My late mother had a soft spot for orphans and the vulnerable in that she used to stay with a good number of them in our home. She assisted them with free education and basic needs. As a last born I stayed with the orphans and since I was helping my mother run the centre, after her death, I decided to open a foundation in her memory and I named it Christina Chimamba Memorial Foundation.
What the concept behind the foundation?
Malawi is one of the countries with unprecedented increase in the number of vulnerable children due to the prevalence of HIV and Aids. Children are taking roles of adults such as heading families while many are dropping out of school due to lack of support. It is very common to see street kids roaming the streets even at night, and they face all kinds of abuses ranging from rape to risky jobs such as removing sewers with bare hands among others. If left without help, the nation could be breeding thugs.
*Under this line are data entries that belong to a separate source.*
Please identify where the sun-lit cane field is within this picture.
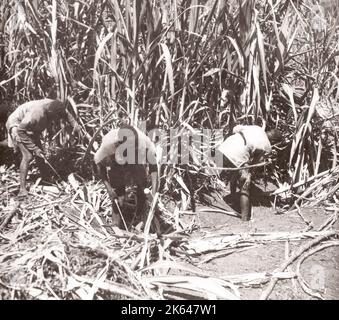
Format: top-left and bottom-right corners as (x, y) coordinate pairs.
(0, 0), (339, 300)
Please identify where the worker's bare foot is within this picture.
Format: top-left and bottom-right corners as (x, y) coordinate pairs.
(17, 190), (28, 198)
(112, 213), (123, 229)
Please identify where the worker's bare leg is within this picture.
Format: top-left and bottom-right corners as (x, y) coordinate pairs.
(230, 173), (238, 206)
(136, 185), (146, 215)
(18, 143), (33, 197)
(112, 186), (125, 228)
(239, 170), (251, 221)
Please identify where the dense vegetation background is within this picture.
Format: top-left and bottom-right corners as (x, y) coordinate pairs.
(0, 0), (339, 189)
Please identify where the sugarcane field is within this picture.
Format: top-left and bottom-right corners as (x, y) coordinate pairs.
(0, 0), (339, 302)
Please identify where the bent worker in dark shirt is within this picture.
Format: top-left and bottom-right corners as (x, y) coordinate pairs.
(6, 99), (80, 197)
(94, 125), (158, 228)
(217, 125), (283, 221)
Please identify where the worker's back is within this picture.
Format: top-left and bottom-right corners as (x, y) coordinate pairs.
(217, 125), (271, 167)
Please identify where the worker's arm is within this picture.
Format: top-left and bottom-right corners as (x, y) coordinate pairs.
(96, 162), (118, 201)
(18, 120), (43, 157)
(150, 165), (159, 197)
(66, 110), (83, 138)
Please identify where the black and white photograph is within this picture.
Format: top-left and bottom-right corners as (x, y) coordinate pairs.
(0, 0), (339, 302)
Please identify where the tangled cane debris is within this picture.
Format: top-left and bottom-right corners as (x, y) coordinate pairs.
(0, 167), (339, 300)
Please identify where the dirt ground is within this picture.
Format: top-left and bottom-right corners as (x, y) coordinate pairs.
(186, 184), (339, 300)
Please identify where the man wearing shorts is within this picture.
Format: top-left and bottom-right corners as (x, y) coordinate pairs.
(94, 124), (158, 228)
(217, 125), (282, 221)
(6, 99), (80, 197)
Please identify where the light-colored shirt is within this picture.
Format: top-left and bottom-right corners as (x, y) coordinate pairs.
(6, 99), (66, 132)
(217, 125), (272, 168)
(94, 126), (157, 166)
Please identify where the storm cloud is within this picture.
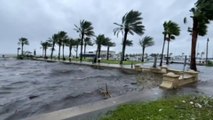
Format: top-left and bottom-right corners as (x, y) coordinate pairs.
(0, 0), (213, 56)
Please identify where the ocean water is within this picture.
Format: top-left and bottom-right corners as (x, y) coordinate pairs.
(0, 59), (213, 120)
(0, 59), (142, 120)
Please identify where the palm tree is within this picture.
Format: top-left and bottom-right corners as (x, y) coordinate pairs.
(139, 36), (154, 62)
(95, 34), (109, 58)
(49, 34), (58, 59)
(106, 40), (115, 60)
(17, 47), (21, 56)
(18, 37), (29, 56)
(165, 21), (180, 64)
(74, 39), (81, 58)
(184, 0), (213, 71)
(41, 40), (52, 59)
(62, 36), (69, 60)
(57, 31), (67, 60)
(84, 37), (93, 58)
(68, 38), (75, 58)
(113, 10), (144, 64)
(160, 22), (167, 66)
(74, 20), (94, 62)
(126, 40), (133, 47)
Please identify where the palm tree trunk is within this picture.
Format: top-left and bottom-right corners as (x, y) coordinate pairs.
(50, 42), (55, 60)
(75, 45), (78, 58)
(84, 43), (87, 59)
(166, 40), (170, 65)
(44, 48), (47, 59)
(98, 45), (101, 58)
(141, 47), (145, 62)
(107, 46), (109, 60)
(120, 30), (128, 65)
(58, 44), (61, 60)
(160, 34), (166, 66)
(69, 45), (72, 58)
(62, 43), (65, 60)
(80, 33), (84, 62)
(17, 49), (19, 57)
(21, 43), (24, 56)
(190, 18), (198, 71)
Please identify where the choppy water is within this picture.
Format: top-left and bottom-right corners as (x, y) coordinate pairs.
(0, 59), (145, 120)
(0, 59), (213, 120)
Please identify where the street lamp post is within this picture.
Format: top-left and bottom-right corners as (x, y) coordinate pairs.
(206, 38), (209, 64)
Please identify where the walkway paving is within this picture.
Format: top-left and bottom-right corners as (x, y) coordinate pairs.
(34, 58), (134, 69)
(24, 90), (160, 120)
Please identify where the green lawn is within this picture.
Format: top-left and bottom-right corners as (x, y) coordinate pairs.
(101, 96), (213, 120)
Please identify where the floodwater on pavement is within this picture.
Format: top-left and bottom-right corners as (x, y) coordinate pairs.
(0, 59), (213, 120)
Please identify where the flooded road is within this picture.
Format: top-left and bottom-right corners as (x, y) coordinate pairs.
(0, 59), (213, 120)
(0, 59), (143, 120)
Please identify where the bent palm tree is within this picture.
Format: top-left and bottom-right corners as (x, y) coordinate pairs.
(139, 36), (154, 62)
(160, 22), (167, 66)
(113, 10), (144, 64)
(57, 31), (67, 60)
(62, 36), (69, 60)
(185, 0), (213, 71)
(95, 35), (109, 58)
(74, 20), (94, 62)
(106, 40), (115, 60)
(41, 41), (52, 59)
(166, 21), (180, 64)
(68, 38), (75, 58)
(84, 37), (93, 58)
(18, 37), (29, 56)
(17, 47), (21, 56)
(49, 34), (58, 59)
(74, 39), (81, 58)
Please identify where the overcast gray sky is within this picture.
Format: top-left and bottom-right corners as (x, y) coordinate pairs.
(0, 0), (213, 57)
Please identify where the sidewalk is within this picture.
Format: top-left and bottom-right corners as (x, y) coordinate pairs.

We need to change the trends; hence, my memorial foundation initiative.
What drives you?
Taking care of these orphans and the vulnerable makes me want to go on in life. By doing so, I know I am giving a second chance to these people to be better citizens. I have strong passion towards them and it is my goal to see them achieve something for their future.
Are you married?
I am engaged and live with the 25 children my mother left. I call them my own.
What are your dreams?
I have a big dream for these children. I wish to have land and build a home for them where they will be staying together as a community. This could help me look after them properly and I could save a lot of money.
Where do you get the funds to support these orphans?
Well-wishers. The nursery school was built on land given to me by group village head
(GHV) Chimoka. Since I have no place to shelter these children, they go back to their guardians.
Any last comments?
I love children and if there are more out there, please, let them come and we will share the little I have.